Ce n’est qu’en 2025, pour la préparation de l’exposition sur Caroline Murat, que Jean-Guillaume Parich parvient à reconstituer le parcours du chapeau et confirmer son authenticité.

Sa traçabilité « est sûre de l’ordre de 100 % »

Réalisée en feutre de poils de castor par le chapelier Poupard, fournisseur officiel de Napoléon, cette coiffe présente toutes les caractéristiques des chapeaux impériaux authentiques : proportions spécifiques, petite cocarde tricolore, ganse de soie noire et doublure en taffetas de soie, relève M. Parich.

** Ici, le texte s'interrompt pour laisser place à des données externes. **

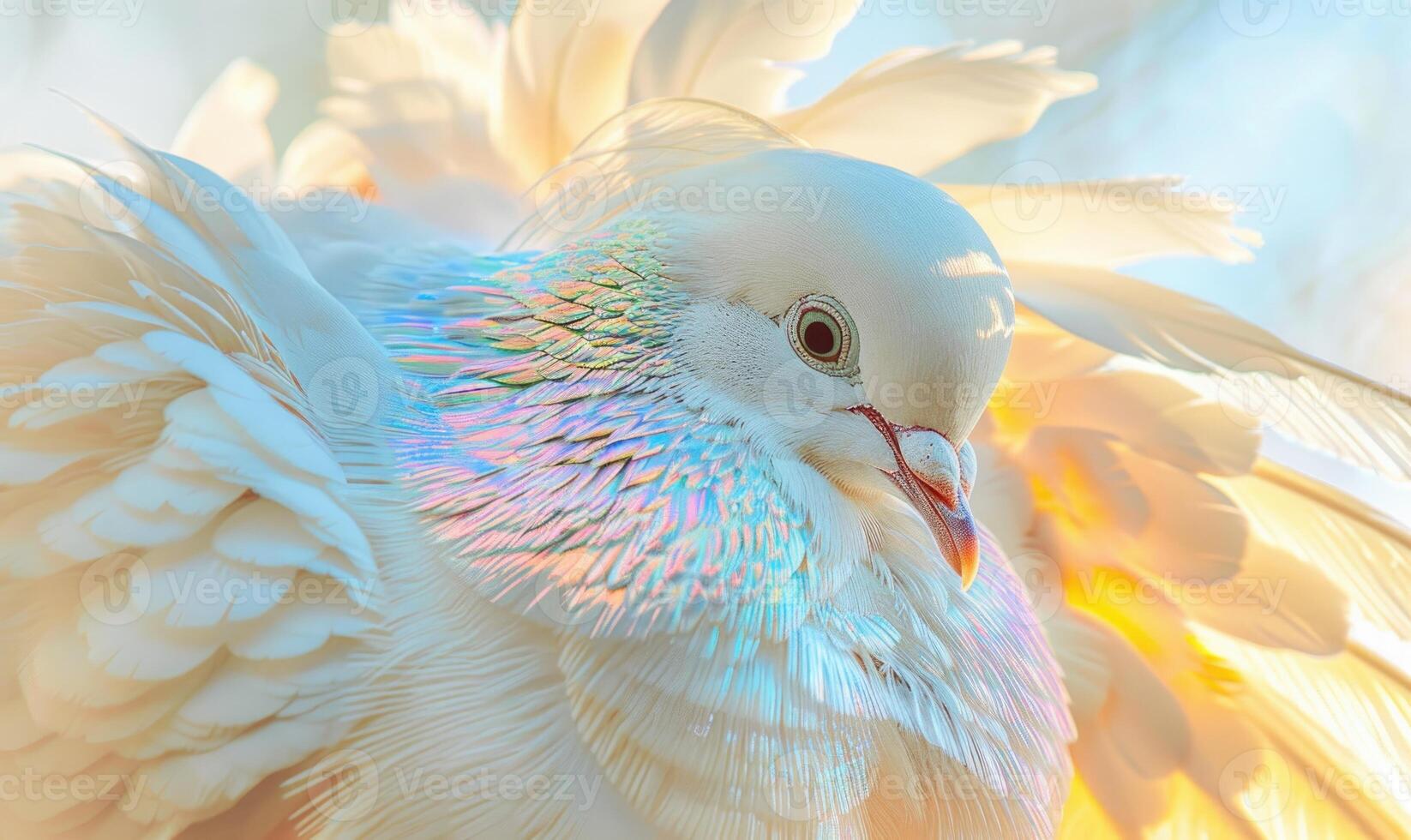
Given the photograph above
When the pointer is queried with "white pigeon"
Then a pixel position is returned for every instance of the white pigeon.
(657, 523)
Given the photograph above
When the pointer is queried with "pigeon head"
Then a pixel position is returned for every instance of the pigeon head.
(851, 312)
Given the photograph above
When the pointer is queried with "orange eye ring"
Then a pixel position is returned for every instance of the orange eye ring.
(823, 335)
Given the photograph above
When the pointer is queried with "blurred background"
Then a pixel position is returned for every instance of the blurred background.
(1299, 109)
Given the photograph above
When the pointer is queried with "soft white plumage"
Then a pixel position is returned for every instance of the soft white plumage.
(1108, 466)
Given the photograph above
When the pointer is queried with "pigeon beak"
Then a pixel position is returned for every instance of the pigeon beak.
(932, 483)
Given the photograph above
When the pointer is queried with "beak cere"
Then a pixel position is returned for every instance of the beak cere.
(928, 476)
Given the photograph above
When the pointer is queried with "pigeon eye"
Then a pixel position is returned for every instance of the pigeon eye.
(823, 335)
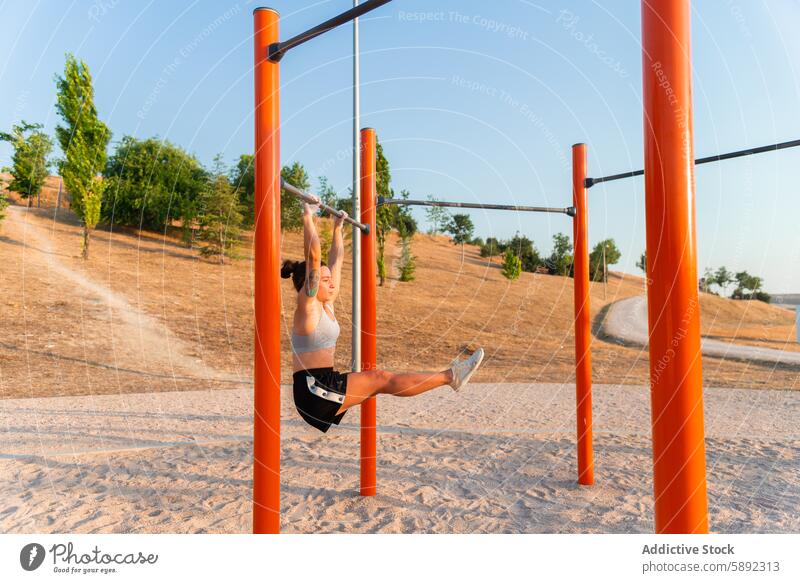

Sa traçabilité « est sûre de l’ordre de 100 % », selon cet expert, qui a aussi mené une étude archivistique approfondie sur ce chapeau. Durant sa quinzaine d’années au pouvoir, Napoléon Bonaparte aurait commandé « entre 60 et 80 » de ces amples bicornes, qui marquaient sa « silhouette » sur le champ de bataille et qui sont rapidement devenus des « pièces d’histoire avec une grande force symbolique », estime M. Parich.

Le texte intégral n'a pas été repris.